The Good Luck Sister (Wildstone #1.5)(33)
Before she could turn him down politely, the little cupcake twins came running, leaping at him, one of them yelling, “Daddy, Daddy, Daddy! Look what we got!”
Catching them both with impressive ease, Mark stood, managing to somehow confiscate the cupcakes and set them aside before getting covered in chocolate. “Why is it,” he asked Lanie over their twin dark heads, “that when a child wants to show you something, they try to place it directly in your cornea?”
Still completely floored, Lanie could only shake her head.
Mark adjusted the girls so that they hung upside down off his back. This had them erupting in squeals of delight as he turned back to face Lanie again, two little ankles in each of his big hands. “I know what you’re thinking,” he said into her undoubtedly shocked face. “I think it every day.”
Actually, even she had no idea what she was thinking except . . . he was a Capriotti? How had she not seen that coming?
“Yeah,” he said. “I’m one of them, which is why I get to bitch about them. And let me guess . . . you just decided you’re not going to answer my call?”
Most definitely not, but before she could say so out loud Cora was back, going up on tiptoes to kiss Mark on the cheek. “Hey, baby.
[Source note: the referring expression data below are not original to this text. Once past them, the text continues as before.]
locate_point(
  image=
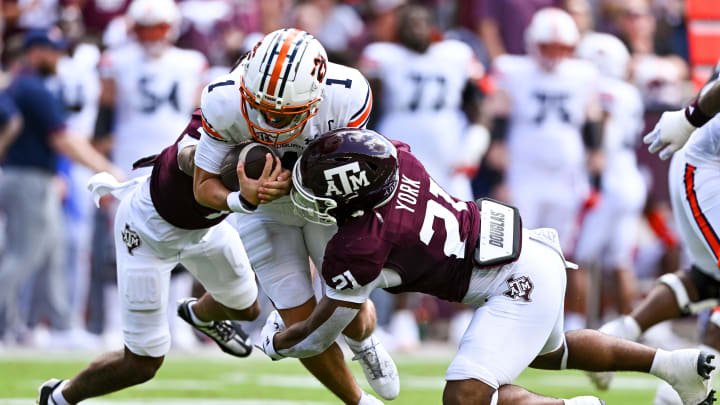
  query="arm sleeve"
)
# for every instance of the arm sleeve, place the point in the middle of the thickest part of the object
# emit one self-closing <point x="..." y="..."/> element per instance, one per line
<point x="7" y="109"/>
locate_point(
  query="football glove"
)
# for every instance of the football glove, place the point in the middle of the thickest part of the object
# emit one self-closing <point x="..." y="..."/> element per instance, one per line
<point x="669" y="134"/>
<point x="273" y="325"/>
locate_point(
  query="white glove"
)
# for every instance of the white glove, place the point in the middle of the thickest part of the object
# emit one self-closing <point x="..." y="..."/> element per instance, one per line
<point x="273" y="325"/>
<point x="670" y="133"/>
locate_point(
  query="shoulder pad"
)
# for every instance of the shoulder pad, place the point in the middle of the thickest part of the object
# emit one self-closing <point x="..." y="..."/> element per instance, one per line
<point x="220" y="105"/>
<point x="349" y="97"/>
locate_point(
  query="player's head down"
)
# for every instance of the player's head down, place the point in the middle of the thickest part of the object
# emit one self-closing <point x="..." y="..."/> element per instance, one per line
<point x="344" y="173"/>
<point x="551" y="37"/>
<point x="282" y="85"/>
<point x="154" y="23"/>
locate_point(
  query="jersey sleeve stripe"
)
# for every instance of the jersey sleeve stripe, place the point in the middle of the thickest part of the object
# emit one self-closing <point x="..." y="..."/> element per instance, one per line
<point x="281" y="60"/>
<point x="213" y="133"/>
<point x="367" y="96"/>
<point x="705" y="228"/>
<point x="359" y="121"/>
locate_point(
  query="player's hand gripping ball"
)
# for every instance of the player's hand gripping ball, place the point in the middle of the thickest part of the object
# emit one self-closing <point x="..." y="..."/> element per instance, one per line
<point x="253" y="154"/>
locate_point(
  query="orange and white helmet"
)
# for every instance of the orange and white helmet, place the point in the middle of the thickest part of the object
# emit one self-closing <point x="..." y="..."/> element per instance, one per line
<point x="606" y="52"/>
<point x="154" y="22"/>
<point x="551" y="37"/>
<point x="282" y="85"/>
Heard you had a real tough night.”
He shrugged.
“You get enough to eat?” she asked. “Yes?” She eyed his empty plate and then, with a nod of satisfaction, reached up and ruffled his hair. “Good. But don’t for a single minute think, Marcus Antony Edward Capriotti, that I don’t know who sneaked your grandpa the cigars he was caught smoking last night.”
From his seat at the table, “Grandpa,” aka Leonardo Antony Capriotti, lifted his hands as if to say, Who, me?
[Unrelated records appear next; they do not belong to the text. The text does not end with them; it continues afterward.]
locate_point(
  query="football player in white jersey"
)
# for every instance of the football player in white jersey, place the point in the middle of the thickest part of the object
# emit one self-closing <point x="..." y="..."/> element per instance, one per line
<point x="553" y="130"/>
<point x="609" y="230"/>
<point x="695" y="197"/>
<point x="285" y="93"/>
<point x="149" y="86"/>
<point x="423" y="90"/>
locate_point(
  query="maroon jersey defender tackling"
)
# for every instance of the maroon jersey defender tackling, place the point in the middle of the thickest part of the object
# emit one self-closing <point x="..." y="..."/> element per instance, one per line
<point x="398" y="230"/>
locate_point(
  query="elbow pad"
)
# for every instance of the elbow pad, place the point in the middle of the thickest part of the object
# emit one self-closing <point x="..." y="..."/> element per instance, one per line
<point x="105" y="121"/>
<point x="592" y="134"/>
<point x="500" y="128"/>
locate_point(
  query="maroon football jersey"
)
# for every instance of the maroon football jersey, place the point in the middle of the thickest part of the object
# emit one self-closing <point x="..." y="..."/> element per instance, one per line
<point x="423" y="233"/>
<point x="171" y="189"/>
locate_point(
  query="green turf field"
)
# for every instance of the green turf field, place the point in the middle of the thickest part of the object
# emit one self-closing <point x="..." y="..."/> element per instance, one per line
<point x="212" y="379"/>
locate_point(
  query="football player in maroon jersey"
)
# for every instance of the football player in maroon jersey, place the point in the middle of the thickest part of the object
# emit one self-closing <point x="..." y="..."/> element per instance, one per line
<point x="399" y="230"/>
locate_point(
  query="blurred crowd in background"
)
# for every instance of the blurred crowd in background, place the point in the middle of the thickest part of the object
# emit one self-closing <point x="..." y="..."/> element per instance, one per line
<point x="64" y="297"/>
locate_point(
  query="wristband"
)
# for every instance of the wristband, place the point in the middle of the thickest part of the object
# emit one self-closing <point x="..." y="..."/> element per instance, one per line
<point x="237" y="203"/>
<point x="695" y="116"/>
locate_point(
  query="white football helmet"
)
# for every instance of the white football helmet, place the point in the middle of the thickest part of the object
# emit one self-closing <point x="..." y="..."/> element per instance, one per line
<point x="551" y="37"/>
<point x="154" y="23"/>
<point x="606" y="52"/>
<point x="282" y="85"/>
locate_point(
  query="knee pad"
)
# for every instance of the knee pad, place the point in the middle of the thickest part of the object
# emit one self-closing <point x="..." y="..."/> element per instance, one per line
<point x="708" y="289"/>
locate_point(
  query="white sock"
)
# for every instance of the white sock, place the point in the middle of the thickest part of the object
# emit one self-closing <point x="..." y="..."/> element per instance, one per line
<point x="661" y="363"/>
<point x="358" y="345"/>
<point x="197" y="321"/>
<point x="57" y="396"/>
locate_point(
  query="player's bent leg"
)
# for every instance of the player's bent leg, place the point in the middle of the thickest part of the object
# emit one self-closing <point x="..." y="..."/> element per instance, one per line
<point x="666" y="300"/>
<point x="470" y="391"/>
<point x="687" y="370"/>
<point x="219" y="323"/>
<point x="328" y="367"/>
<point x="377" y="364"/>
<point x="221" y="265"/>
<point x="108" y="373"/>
Cora shook her head at both of them, helped the girls down from Mark’s broad shoulders, took them by the hand, and walked away.
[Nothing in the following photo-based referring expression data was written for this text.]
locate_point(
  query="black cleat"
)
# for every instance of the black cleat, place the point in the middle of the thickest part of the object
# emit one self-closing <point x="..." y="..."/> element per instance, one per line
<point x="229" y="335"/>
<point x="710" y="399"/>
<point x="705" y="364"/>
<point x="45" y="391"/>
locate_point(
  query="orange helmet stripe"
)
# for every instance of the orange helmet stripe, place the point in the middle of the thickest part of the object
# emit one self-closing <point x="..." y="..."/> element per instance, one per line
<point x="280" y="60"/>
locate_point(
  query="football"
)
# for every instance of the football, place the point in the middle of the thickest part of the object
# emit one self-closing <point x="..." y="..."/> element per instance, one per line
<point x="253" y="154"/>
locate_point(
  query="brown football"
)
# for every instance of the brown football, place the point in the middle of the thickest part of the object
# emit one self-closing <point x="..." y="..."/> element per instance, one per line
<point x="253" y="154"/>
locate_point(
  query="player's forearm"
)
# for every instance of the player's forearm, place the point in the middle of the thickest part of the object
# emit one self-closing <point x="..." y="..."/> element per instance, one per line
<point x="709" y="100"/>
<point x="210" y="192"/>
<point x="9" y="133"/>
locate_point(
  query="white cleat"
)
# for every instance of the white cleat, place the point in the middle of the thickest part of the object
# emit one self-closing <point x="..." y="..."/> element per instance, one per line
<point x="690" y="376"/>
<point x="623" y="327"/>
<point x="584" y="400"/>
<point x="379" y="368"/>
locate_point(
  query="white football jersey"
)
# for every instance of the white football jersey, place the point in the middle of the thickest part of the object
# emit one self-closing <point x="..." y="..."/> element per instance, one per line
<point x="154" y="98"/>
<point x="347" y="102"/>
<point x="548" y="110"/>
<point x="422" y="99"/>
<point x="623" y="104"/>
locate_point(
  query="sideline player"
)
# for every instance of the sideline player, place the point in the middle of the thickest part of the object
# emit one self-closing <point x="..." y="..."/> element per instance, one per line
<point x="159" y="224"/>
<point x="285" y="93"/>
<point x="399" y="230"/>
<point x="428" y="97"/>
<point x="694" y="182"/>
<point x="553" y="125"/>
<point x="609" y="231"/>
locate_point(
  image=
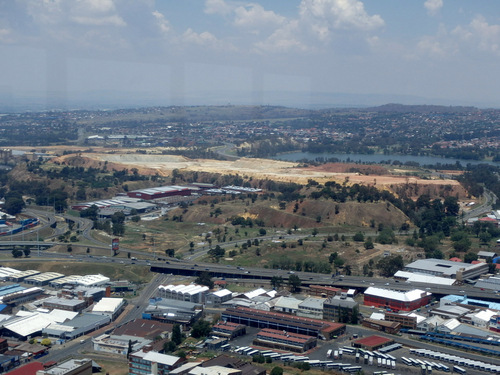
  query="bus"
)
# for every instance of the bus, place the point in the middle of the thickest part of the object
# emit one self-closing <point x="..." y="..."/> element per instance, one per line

No, Lanie would most definitely not be taking the man’s call. And not for the reasons he’d assume either. She didn’t mind that he had kids. What she minded was that here was a guy who appeared to have it all: close family, wonderful children, a killer smile, a hot body . . . without a single clue about just how damn lucky he was. It made her mad, actually.
He took in her expression. “Okay, so you’re most definitely not going to take my call.”
“It’s nothing personal,” she said. “I just don’t date . . .”
“Dads?”
Actually, as a direct result of no longer trusting love, not even one little teeny, tiny bit, she didn’t date anyone anymore, but that was none of his business.
He looked at her for another beat and whatever lingering amusement he’d retained left him, and he simply nodded as he slid his sunglasses back over his eyes. “Good luck today,” he said. “You really are going to need it.”
And then he was gone.
He thought she’d judged him. She hated that he thought that, but it was best to let him think it. Certainly better than the truth, which was that the problem was her, all her. She inhaled a deep, shaky breath and turned, surprised to find not just Cora watching, but Mark’s sisters, grandpa, and several others she could only guess were also related.
Note to self: Capriottis multiply when left unattended.